If you knew that you would die today,
If you saw the face of God and love,
Would you change?

-tracy chapman


its interesting to me the many ways that God gets our attention.....and just what does it take for us to really make a change in how we live and how we love other people......



i have a ....potentially.... life changing day tomorrow.

Wednesday, July 05, 2006

happy new year!

thats right...i said happy new year.
nope, i don't have my holidays confused and they haven't rearranged the calendar...at least not just yet.

but today is a new year. i decided i am starting over. its the start of a new life. (for me and anyone else who wants to join)
why today you ask? many various and sundry reasons which would take too long to discuss.
but i do have them. reasons i mean.



(random side note: i particularly enjoy the word sundry. in both noun and adjective form.
definition: sundry:
(adj) consisting of a haphazard assortment of different kinds (even to the point of incongruity); "assorted sizes"; "miscellaneous accessories"; "a mixed program of baroque and contemporary music"; "a motley crew";
(noun): odds and ends, miscellaneous unspecified objects
not only do i think sundry would be a cool name for a band, but for some reason it reminds me of the oregon trail game we played when we were little....
and the little screen would remind you to get your 'sundries' at the general store before you embarked out west to cross rivers and change broken wheel axles and eventually die of cholera or a rattlesnake bite.
don't even try to hide the fact that really we all played to shoot the deer and the little prarie dogs. but really, how awesome was oregon trail day at school...'sigh'....)


okay. i'm back.

in starting my new life and my yellow brick road to recovery from all this cancer mess,
i got my first trial round of radiation treatment today.
at about 8 something this morning, they took me into a room labeled the 'hot lab,' sat me down in a special chair in a room full of weird instruments and needles and gave me.....a pill. and then some guy watched me take the pill and drink a big glass of water, stared at me for a minute or two (was he waiting to see if i started glowing or something?) and then said..."okay, you can go."
very anticlimactic no?
but hey, i'm not complaining :)
i am scheduled to go in on friday and get scanned for 30 min-hour or so and the radioactive stuff in the pill will show up on the scan and hopefully show them more of where the cancer is...which they will discuss with me the beginning of next week.

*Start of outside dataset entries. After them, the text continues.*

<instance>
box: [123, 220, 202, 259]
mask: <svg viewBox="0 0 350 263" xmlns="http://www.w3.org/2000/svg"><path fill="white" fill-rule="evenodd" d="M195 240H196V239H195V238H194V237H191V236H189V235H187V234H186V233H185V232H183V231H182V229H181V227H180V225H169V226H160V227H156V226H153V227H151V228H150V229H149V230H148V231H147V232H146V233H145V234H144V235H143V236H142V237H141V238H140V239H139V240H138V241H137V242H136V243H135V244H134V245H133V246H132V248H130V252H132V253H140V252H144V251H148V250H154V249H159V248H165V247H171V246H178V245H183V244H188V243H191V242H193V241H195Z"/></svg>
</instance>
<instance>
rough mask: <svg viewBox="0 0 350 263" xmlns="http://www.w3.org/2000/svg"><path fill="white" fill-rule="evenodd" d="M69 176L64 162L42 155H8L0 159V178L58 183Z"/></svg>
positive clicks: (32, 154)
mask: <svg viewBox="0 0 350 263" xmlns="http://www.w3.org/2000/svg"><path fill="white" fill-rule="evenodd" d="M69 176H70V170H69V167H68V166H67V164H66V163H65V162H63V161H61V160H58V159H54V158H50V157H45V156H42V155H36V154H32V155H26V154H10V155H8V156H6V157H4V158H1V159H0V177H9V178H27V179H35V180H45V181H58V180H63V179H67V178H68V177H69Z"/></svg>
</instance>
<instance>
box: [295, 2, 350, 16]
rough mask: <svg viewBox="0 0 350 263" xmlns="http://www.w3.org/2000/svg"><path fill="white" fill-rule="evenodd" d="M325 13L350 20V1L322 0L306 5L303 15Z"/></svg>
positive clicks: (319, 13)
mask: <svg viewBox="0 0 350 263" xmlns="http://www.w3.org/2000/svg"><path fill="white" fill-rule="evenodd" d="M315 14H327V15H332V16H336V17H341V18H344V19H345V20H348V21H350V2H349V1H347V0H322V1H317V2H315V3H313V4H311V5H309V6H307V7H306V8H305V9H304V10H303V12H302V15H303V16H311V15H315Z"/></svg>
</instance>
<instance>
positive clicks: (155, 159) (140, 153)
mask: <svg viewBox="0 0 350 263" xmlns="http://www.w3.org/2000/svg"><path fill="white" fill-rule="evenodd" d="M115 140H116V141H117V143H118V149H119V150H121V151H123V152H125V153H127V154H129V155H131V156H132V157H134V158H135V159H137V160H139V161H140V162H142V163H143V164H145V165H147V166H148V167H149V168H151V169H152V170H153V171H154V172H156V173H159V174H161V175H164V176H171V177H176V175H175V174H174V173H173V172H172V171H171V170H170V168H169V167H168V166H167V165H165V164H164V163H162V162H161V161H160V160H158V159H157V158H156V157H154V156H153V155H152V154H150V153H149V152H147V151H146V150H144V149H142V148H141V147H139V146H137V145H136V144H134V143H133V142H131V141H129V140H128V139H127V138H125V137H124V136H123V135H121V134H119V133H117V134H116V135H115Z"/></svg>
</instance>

also on my new years day, i made a trip to the...healthy whole world earth vegan organic food fare grocery store...whatever...to try and embrace my new life of healthy eating.
i wandered around for about an hour and made several pleasing discoveries regarding this new change in diet:
1. organic earth eater people actually do eat chocolate. (yay). they just eat it mixed with healthier organic-y stuff like fruit and granola and other all natural ...stuff. i tried some. it was good.

2. they have a wall with every sort of dried fruit, seeds, beans, nuts, flake, fiber, candy, oats, mix and granola you could imagine. i made my own trail mix from this wall and you can put it in these little bags and take them home and mix them together. its kind of like making up your own cereal with whatever you want in it. WHATEVER you want. this wall-o-magic has the potential to amaze me for hours.

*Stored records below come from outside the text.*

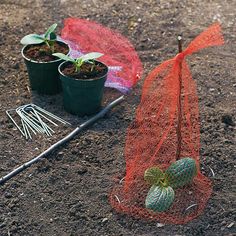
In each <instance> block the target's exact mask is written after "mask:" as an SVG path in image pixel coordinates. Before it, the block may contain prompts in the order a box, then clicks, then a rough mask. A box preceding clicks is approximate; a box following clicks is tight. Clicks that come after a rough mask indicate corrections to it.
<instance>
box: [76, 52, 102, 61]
mask: <svg viewBox="0 0 236 236" xmlns="http://www.w3.org/2000/svg"><path fill="white" fill-rule="evenodd" d="M103 55H104V54H102V53H99V52H90V53H87V54H85V55H83V56H81V57H79V59H82V61H88V60H94V59H97V58H99V57H101V56H103Z"/></svg>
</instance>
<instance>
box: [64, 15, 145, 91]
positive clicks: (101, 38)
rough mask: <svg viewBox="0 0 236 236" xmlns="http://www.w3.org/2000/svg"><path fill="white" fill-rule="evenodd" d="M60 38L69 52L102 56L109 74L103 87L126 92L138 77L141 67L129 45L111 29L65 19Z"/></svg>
mask: <svg viewBox="0 0 236 236" xmlns="http://www.w3.org/2000/svg"><path fill="white" fill-rule="evenodd" d="M61 37H62V39H64V40H66V41H68V42H69V44H70V45H71V46H72V53H73V51H76V50H77V51H79V52H80V53H88V52H100V53H103V54H104V56H103V57H101V61H102V62H104V63H105V64H107V65H108V66H109V72H111V73H109V74H108V79H107V81H106V84H105V86H107V87H113V88H116V89H118V90H120V91H122V92H128V91H129V89H131V88H132V87H133V86H134V85H135V84H136V83H137V81H138V79H139V78H140V77H141V75H142V72H143V66H142V63H141V61H140V59H139V57H138V54H137V52H136V51H135V49H134V47H133V45H132V44H131V43H130V42H129V41H128V39H126V38H125V37H124V36H122V35H121V34H120V33H118V32H116V31H114V30H111V29H109V28H107V27H105V26H102V25H100V24H98V23H96V22H93V21H89V20H85V19H79V18H68V19H65V21H64V28H63V29H62V31H61ZM99 60H100V59H99Z"/></svg>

3. they have a whole pet food/accessory aisle. so not only can you go organic, but so can your dog, cat, fish, bird, rat, guinea pig, hamster, hermit crab and ant farm. just in case you were curious.

4. AND they had a paula deen cooking magazine in the checkout aisle. not only does this prove that if paula deen is in the organic grocery store, it shows that her cooking can't be all that unhealthy for you, this also upped the overall coolness factor of the grocery store in my eyes.

going all earth mother-y sometimes will not be so horrible after all.




so i say, why not today?
july 4th and new years eve are not all that different. both have lots of fireworks. both are holidays celebrated mostly at night marking independence and new beginnings. see my point?
and i am in the midst of making some new years resolution-type changes in my life.
so i say HAPPY NEW YEAR! to you on this 5th of july, 2006.